When would this option not work for my business?

This option would not be beneficial once you reach a certain level within your business. For example, if you need to hire outside labor or employee, you may need a bookkeeper. Without a bookkeeper, you cannot track these expenses for end-of-year 1099ing. If you are tracking different revenue streams, you are unable to monitor/ track individual charges, have sales tax, deal with PO’s, need job costing, or are looking at possible future investors for your business.

The 3 Biggest Causes of Failure of a Small Business

  1. Failure to collect all the money (A/R + Cash Controls). When you are running a business, you have limited time to invoice your clients, let alone follow up on past due invoices, which can create insufficient cash flow. Some businesses have even admitted to not billing for their services simply because they do not have the time + forget to do so. That is LOST INCOME! Then taking the time to follow up with + collect payment from the invoices you have sent out, takes a lot of time and consistency. Without having a team or process in place to manage invoicing and collections, businesses risk losing money + not having a consistent inflow of cash.
  2. Failure to manage the inventory (physical + capital).

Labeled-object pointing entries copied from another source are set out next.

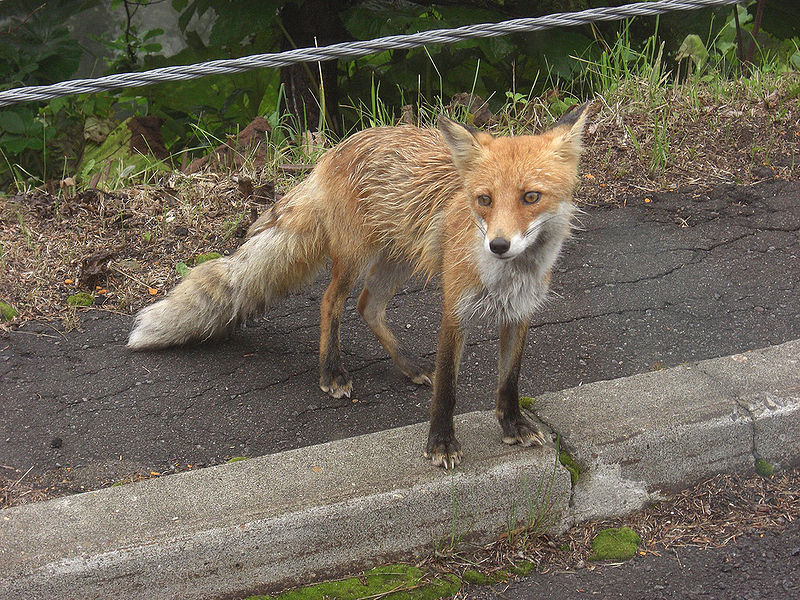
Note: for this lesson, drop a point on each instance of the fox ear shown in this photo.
(462, 141)
(567, 133)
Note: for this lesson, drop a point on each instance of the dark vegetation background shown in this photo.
(45, 41)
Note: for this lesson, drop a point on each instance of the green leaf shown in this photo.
(694, 49)
(182, 268)
(11, 122)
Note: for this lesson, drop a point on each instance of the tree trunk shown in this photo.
(307, 23)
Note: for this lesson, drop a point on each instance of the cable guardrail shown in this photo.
(350, 50)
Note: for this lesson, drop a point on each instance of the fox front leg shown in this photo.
(443, 448)
(516, 428)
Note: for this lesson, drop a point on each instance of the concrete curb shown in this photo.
(279, 520)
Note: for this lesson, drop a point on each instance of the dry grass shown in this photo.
(123, 246)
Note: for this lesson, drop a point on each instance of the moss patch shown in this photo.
(523, 568)
(565, 458)
(201, 258)
(763, 468)
(390, 582)
(615, 544)
(7, 312)
(80, 299)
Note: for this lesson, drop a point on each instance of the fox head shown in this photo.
(515, 185)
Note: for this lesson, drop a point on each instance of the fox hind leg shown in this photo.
(383, 280)
(334, 378)
(516, 428)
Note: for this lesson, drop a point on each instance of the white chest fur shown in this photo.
(514, 289)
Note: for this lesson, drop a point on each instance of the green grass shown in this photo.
(617, 544)
(390, 582)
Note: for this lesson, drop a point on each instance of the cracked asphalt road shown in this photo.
(684, 276)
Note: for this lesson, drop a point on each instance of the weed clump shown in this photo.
(7, 312)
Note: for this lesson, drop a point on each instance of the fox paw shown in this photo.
(336, 385)
(521, 431)
(421, 378)
(443, 453)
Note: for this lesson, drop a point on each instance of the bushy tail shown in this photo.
(219, 294)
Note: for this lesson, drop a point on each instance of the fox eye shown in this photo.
(531, 197)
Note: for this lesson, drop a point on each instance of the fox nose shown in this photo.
(499, 245)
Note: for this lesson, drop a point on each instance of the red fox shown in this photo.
(486, 214)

Inventory is an asset, and assets can be defined as an economic resource that can be used to generate economic inflows in the future. If you are not aware of your businesses assets and how to use them properly, you can find your business failing. Ineffective use of inventory can also be an identifier of a bigger problem – slow sales, ineffective marketing, or having an obsolete item. Inventory management is an important aspect of any effective accounting team in that it is their responsibility to monitor and track the balances in these accounts + make the business owner aware or changes that merit action.

Failure to manage the business based on how much money is in the bank (financial reports). Any accounting team that is efficient, effective, and transparent will send business owners their financial reports on a quarterly basis – at the very minimum. Many business owners will admit to not reviewing their financial reports until the end of the year, which is a HUGE mistake. Having quarterly (or more frequent) financial reporting provided to you provides you an insight into where your business is and where your business is going. This is MAJOR. You get to see your financial future AND you are given the option to change that roadmap, but only if you review your financial reports. Monitoring your bank balance is important, but is meaningless if you do not review your financial reports. For Example: You check your bank balance and see you have $100.00 and naturally begin to worry. But, you have not reviewed your financial reports. If you did, you may notice that you have a large A/R balance. So, you have the choice to look into why you have this large balance, make corrections as necessary or implement processes/a team to make sure you’re A/R balance never gets that high and that your bank balance does not get that low.